Anyone who read Scott Westerberg’s latest book, Leviathan, or James Dashner’s The Maze Runner may have noticed a curious omission in both books. Look at the front covers, the back covers, scan the flap copy, the title page—you won’t find any hint anywhere that these books are the first in their series. And yet, when you get to the last sentence, guess what? The story ain’t over.
Did the publishers forget to put the words “Book 1” on the covers? Did Westerberg or Dashner neglect to mention there will be other volumes coming? Not likely. But then, with so many wildly successful series on the market (Harry Potter, Percy Jackson, Twilight, A Series of Unfortunate Events), why would anyone want to hide the fact that a book is part of a new series?
Hm—maybe because the word “series” has become a sales killer?
Sure—we can all name multi-volume sagas that have raked in the bucks. That’s why there are so many out there. But waiting a year, two years, even three for the next installment has gone from being an occasional annoyance to a constant state of hair-tearing frustration—like being stuck in the doctor’s waiting room forever. So when readers pick up a new book and find the words “Book 1” or “Volume 1” or “The New Arthurio-Pelerandian-GnomeFighters Cycle” on the cover, they don’t think, “Oh good—something new to read!” They think, “Oh crap—another eight year commitment.”
Maybe publishers have noticed this. Maybe it even makes sense for them to be a little cagey about their new series, get the reader hooked first. Right?
Wrong. I loved both Leviathan and The Maze Runner. But when I finished them and realized I’d been duped into reading two new series, I threw the books across the room and swore never to buy anything in those series again.
Don’t get me wrong.

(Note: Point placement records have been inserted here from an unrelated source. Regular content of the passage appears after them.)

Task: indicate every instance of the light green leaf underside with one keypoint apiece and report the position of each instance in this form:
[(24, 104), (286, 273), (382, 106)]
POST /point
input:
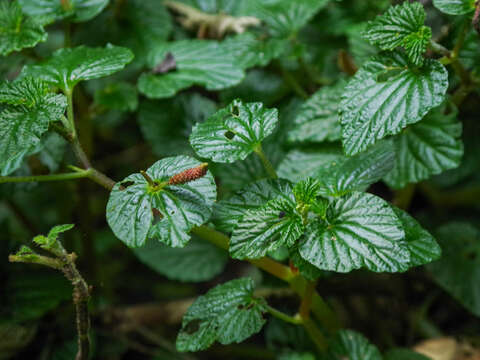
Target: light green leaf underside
[(167, 124), (198, 62), (401, 25), (18, 31), (427, 148), (351, 345), (360, 231), (357, 172), (227, 212), (67, 66), (385, 96), (234, 132), (421, 244), (318, 119), (458, 270), (23, 122), (197, 261), (266, 229), (80, 10), (455, 7), (227, 313), (130, 211)]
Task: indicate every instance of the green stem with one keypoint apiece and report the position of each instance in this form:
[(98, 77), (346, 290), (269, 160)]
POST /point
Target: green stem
[(42, 178), (282, 316), (266, 163)]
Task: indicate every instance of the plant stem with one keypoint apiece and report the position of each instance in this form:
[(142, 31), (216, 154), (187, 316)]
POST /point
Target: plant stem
[(42, 178), (282, 316), (266, 163)]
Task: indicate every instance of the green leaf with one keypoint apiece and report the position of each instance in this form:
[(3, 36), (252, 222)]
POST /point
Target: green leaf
[(351, 345), (455, 7), (18, 31), (458, 271), (23, 122), (228, 212), (427, 148), (167, 124), (250, 51), (385, 96), (360, 231), (421, 244), (401, 25), (318, 119), (301, 164), (356, 172), (197, 62), (404, 354), (227, 313), (77, 10), (68, 66), (197, 261), (233, 132), (285, 17), (266, 229), (120, 96), (137, 211)]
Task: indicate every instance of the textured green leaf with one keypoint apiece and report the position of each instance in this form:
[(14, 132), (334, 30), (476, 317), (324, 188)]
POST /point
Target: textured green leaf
[(421, 244), (233, 132), (351, 345), (78, 10), (266, 229), (301, 164), (167, 124), (401, 25), (318, 119), (385, 96), (227, 313), (360, 231), (120, 96), (427, 148), (404, 354), (228, 212), (136, 212), (455, 7), (197, 62), (67, 66), (197, 261), (356, 172), (23, 122), (18, 31), (458, 271)]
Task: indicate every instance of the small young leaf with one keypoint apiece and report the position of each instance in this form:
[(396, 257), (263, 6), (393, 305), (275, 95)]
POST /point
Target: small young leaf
[(455, 7), (385, 96), (78, 10), (266, 229), (318, 119), (68, 66), (227, 212), (458, 271), (18, 31), (360, 231), (197, 261), (401, 25), (421, 244), (234, 132), (198, 62), (427, 148), (137, 210), (227, 313), (351, 345)]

I’m not saying I won’t read the next installments. The books are great—exciting, entertaining, wildly inventive—and I fully intend to find out what happens next. I just don’t intend to spend money on them. And since there are over a dozen libraries in my area, it shouldn’t be too hard to keep that promise.
But this makes me worry about Simon & Schuster and Delacorte and anyone else playing the new “hide the series” game. Yes, we’re all suffering from series burn-out, and it may be hard to sell us anything new. But if you piss us off on Book 1, who’s going to buy Book 2? And if no one buys Book 2, how are you going to publish Book 3, 4, 5, etc.?
Plus, you may not have noticed, but there are these cute little devices out now called Kindles and Nooks and Sony eReaders. They’re very hot items for Christmas this year. So before you stumble too far down the “What they don’t know will at least get them hooked” road, you might want to think about how many buyers you can afford to piss off. Because those eBook readers? They’re really easy to pass around. Wicked easy.